Сегодня Тадеуш прибывает в министерство раньше обычного; устраивается в офисе, вынимает бумаги из дипломата и по переговорному устройству просит секретаршу принести ему крепкий кофе, попутно размышляя о том, что стоит купить Эйсли торт в честь успешного закрытия сессии. Щёлкает ручкой. Листает документы, ероша тёмные волосы и подслеповато щурясь – в тридцать лет успел посадить себе зрение, впору надевать очки.

Внезапно открывается дверь. Секретарша, худенькая, на высоченных шпильках. Без кофе.

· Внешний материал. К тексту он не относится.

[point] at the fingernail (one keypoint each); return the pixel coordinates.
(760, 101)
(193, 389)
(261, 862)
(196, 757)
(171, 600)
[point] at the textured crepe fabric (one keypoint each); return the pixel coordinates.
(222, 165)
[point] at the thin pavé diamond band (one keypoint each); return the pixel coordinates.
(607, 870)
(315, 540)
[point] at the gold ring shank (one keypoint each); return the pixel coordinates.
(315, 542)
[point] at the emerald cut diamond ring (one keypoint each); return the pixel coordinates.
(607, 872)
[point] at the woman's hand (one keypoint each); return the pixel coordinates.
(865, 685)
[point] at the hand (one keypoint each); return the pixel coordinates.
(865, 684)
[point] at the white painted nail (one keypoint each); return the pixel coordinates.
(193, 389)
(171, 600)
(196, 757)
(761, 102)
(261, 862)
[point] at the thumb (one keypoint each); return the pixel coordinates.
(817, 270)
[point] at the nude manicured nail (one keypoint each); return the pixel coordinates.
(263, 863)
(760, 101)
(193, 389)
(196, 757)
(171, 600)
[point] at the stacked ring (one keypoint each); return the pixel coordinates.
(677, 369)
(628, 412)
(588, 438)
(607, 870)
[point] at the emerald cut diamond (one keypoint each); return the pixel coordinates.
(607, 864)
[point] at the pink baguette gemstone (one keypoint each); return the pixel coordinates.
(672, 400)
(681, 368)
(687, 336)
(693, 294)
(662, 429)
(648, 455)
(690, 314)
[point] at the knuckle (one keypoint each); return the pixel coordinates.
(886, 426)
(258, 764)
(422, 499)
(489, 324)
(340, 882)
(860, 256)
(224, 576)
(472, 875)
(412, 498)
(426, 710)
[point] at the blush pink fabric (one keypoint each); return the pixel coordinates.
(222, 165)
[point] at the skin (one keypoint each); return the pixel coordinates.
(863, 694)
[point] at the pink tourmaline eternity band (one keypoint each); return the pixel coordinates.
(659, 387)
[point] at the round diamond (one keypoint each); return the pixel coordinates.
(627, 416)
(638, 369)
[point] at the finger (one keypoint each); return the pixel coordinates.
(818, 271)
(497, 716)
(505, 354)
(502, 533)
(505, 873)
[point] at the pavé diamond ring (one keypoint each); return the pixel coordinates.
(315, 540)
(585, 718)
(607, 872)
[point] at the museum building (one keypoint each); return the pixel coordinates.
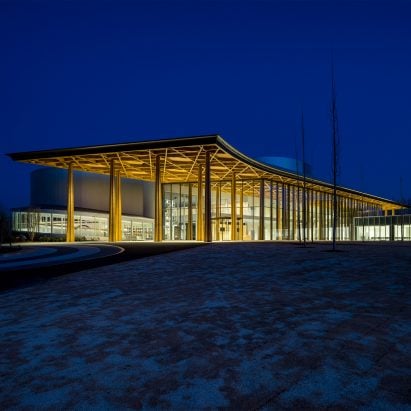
(196, 188)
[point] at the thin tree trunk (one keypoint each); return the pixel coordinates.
(304, 179)
(334, 124)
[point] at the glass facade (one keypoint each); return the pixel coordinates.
(261, 209)
(49, 224)
(383, 228)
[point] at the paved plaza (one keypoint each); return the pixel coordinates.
(224, 326)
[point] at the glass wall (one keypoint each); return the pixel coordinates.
(262, 210)
(51, 224)
(383, 228)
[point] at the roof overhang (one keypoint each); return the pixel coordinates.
(180, 160)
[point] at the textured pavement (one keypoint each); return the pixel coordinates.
(236, 326)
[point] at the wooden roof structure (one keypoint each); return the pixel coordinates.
(180, 159)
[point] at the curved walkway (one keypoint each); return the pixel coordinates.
(250, 326)
(35, 255)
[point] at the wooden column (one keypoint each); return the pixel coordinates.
(70, 236)
(261, 225)
(112, 204)
(241, 226)
(218, 235)
(190, 213)
(233, 209)
(207, 200)
(119, 222)
(200, 204)
(158, 212)
(271, 210)
(279, 211)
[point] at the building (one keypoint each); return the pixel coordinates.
(206, 190)
(46, 217)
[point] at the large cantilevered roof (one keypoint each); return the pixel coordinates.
(180, 160)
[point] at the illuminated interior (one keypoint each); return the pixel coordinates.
(206, 190)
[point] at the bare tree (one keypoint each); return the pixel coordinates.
(335, 152)
(304, 179)
(297, 169)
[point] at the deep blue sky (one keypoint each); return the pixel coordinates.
(91, 72)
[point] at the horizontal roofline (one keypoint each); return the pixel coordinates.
(113, 148)
(207, 139)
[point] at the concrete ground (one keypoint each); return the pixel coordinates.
(236, 326)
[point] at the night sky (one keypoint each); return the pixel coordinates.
(79, 73)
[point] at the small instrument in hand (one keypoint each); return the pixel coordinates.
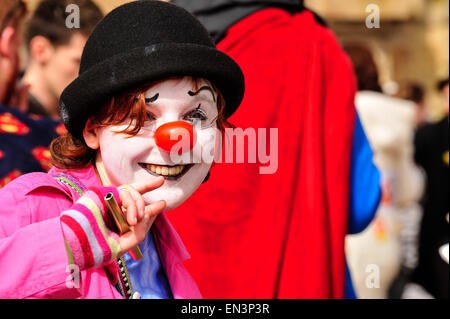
(121, 223)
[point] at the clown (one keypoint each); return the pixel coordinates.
(143, 83)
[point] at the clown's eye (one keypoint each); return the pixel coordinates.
(149, 117)
(197, 114)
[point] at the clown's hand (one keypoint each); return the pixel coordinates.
(139, 216)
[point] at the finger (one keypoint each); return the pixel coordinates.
(146, 186)
(129, 204)
(139, 201)
(154, 209)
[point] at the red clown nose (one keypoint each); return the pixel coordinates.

Тадеуш удивлённо приподнимает брови.

– Господин Бартон, к вам… – жалостливо выдавливает она, но её быстро оттесняет Бенральд ди Каламбо, состоящий в штате премьер-министра как директор по связям с общественностью. Большие кулаки, голос, напоминающий львиный рык, и добрейшее сердце – в этом весь Бен. Тадеуш знаком с ним со времён Академии и знает его как облупленного. Бен не станет трепаться по пустякам и поднимать шум из ничего, а сейчас он очевидно встревожен донельзя.

– Иди, девочка! – грубовато выпроваживает он секретаршу. – Тед, голова садовая, что же ты спишь! Тут революция творится! Включай телик, ну!

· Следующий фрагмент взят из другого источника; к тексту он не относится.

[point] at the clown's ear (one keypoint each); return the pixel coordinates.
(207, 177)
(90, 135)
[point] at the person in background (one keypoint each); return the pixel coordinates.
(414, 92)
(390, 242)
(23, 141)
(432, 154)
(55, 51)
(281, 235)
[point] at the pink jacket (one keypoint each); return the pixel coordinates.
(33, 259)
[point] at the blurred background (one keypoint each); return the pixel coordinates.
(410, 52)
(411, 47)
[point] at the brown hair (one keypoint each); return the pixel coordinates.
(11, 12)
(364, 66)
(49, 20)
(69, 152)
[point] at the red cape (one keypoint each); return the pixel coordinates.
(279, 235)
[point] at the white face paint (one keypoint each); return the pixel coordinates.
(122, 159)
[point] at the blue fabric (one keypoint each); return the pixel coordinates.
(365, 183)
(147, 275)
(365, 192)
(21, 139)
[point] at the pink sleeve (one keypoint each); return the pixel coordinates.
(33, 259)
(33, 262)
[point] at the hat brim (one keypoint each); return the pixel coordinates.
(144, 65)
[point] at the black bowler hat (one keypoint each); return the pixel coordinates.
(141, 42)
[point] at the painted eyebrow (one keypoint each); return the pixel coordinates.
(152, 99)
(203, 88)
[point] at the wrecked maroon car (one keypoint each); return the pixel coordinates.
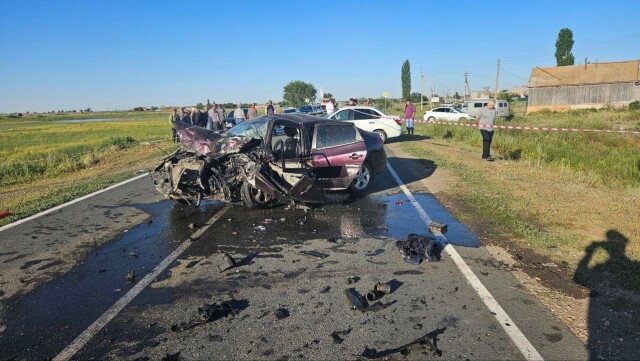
(274, 159)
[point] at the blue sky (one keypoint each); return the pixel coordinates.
(121, 54)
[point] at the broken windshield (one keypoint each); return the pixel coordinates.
(255, 128)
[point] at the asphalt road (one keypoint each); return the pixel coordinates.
(60, 273)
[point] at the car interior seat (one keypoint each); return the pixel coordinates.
(292, 146)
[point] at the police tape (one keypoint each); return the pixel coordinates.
(525, 127)
(512, 127)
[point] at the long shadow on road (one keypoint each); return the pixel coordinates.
(44, 321)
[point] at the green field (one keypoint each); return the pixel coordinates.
(46, 161)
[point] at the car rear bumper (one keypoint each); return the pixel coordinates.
(378, 160)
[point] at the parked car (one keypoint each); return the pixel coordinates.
(449, 114)
(471, 106)
(370, 119)
(231, 121)
(269, 160)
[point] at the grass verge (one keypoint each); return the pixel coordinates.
(557, 213)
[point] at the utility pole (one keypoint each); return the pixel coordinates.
(421, 88)
(497, 80)
(467, 90)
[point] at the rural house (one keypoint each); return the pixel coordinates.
(561, 88)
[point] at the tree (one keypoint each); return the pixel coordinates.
(297, 91)
(564, 44)
(405, 77)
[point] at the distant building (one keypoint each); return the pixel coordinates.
(480, 94)
(521, 91)
(597, 85)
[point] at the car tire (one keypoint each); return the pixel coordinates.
(363, 179)
(254, 198)
(381, 133)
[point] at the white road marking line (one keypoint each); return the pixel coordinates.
(519, 339)
(50, 210)
(96, 326)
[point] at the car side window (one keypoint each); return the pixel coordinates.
(335, 134)
(360, 114)
(343, 115)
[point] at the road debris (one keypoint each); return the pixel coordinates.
(131, 275)
(192, 263)
(171, 357)
(355, 299)
(382, 287)
(359, 303)
(314, 254)
(353, 279)
(374, 295)
(435, 227)
(227, 262)
(337, 335)
(212, 312)
(279, 313)
(426, 343)
(417, 248)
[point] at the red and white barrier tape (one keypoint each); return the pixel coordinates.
(524, 127)
(516, 127)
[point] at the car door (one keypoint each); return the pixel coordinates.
(365, 119)
(337, 153)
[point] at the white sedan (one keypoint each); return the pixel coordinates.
(449, 114)
(370, 119)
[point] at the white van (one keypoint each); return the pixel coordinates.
(471, 106)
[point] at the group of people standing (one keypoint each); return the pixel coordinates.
(214, 117)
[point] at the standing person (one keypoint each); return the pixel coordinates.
(485, 118)
(253, 112)
(409, 115)
(193, 119)
(330, 106)
(184, 116)
(217, 117)
(202, 118)
(174, 118)
(210, 118)
(270, 108)
(238, 115)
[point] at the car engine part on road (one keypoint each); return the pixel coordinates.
(417, 248)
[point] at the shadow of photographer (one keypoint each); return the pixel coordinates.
(613, 318)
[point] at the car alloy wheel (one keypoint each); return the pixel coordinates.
(362, 179)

Растерянный Тадеуш едва не роняет пульт, нажимает кнопку, и загорается маленький телевизор, ловящий лишь федеральный новостной канал. Бенральд подкручивает звук и плюхается в кресло-вертушку.

– Гляди!

Тадеуш сглатывает и приподнимается. На экране репортёр что-то уверенно тараторит о митингующих, собравшихся в шесть часов у Серебряного Дворца, о слезоточивом газе, пистолетах, полиции и агрессивных требованиях. За его спиной высится королевская резиденция, как теплоход в буйном море разъярённой толпы; слышатся выкрики и нестройное скандирование «ДО-ЛОЙ-ЛЖЕ-КО-РО-ЛЕ-ВУ!» Тадеуш не верит своим глазам.

Точнее, не хочет верить.

Но он политик до мозга костей и такой роскоши позволить себе не может.

– Что за чёрт… – выдыхает он и вскакивает, рывком дотягиваясь до телефонного аппарата. – Растормоши всех ребят, срочно! Зови сюда всех! Сейчас позвоню Эрмешу и Джако… он мобилизует своих людей и расскажет, что к чему… проклятье, проклятье, проклятье…

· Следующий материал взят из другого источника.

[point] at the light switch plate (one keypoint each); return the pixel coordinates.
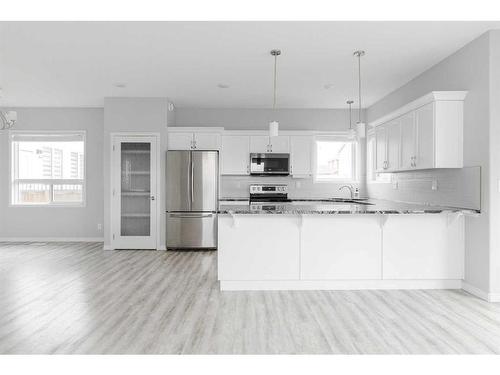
(434, 185)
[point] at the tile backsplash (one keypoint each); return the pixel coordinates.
(447, 187)
(238, 187)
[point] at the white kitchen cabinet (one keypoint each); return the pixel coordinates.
(388, 138)
(301, 148)
(407, 123)
(431, 133)
(423, 247)
(258, 247)
(280, 144)
(259, 144)
(180, 141)
(424, 127)
(193, 141)
(206, 141)
(235, 155)
(265, 144)
(332, 248)
(392, 145)
(380, 148)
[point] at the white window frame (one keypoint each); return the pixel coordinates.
(355, 159)
(51, 182)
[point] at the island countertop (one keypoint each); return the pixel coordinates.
(332, 207)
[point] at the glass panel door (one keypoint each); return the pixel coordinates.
(135, 181)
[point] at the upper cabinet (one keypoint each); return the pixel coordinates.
(194, 140)
(426, 133)
(235, 155)
(301, 149)
(265, 144)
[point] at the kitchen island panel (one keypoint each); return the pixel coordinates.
(341, 247)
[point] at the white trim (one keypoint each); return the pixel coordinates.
(338, 284)
(194, 129)
(51, 239)
(417, 103)
(478, 292)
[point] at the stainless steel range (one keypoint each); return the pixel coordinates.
(268, 193)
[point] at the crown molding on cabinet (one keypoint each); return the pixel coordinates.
(433, 96)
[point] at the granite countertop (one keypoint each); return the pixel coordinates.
(331, 207)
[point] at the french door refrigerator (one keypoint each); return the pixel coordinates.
(192, 199)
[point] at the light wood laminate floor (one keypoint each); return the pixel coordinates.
(78, 298)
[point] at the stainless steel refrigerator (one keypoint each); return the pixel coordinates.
(192, 199)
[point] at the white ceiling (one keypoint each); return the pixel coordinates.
(78, 63)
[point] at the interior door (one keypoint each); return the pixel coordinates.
(259, 144)
(134, 189)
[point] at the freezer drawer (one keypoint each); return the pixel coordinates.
(191, 230)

В ушах ударами колокола плывут гудки.

– Да? – спрашивает женский голос. Тадеуш стискивает карандаш.

– Соедините меня с Серебряным Дворцом, пожалуйста.

***

Астори просыпается от непривычного шума. Она открывает глаза, бессмысленно глядит в потолок, моргает, отгоняя сон, и различает: кто-то кричит под окнами. Словно целый стадион на матче по бутрелу. Она приподнимается на локтях, встряхивает головой и зевает. Что за глупая шутка…

Внезапное осознание пронзает тело молнией: так не должно быть.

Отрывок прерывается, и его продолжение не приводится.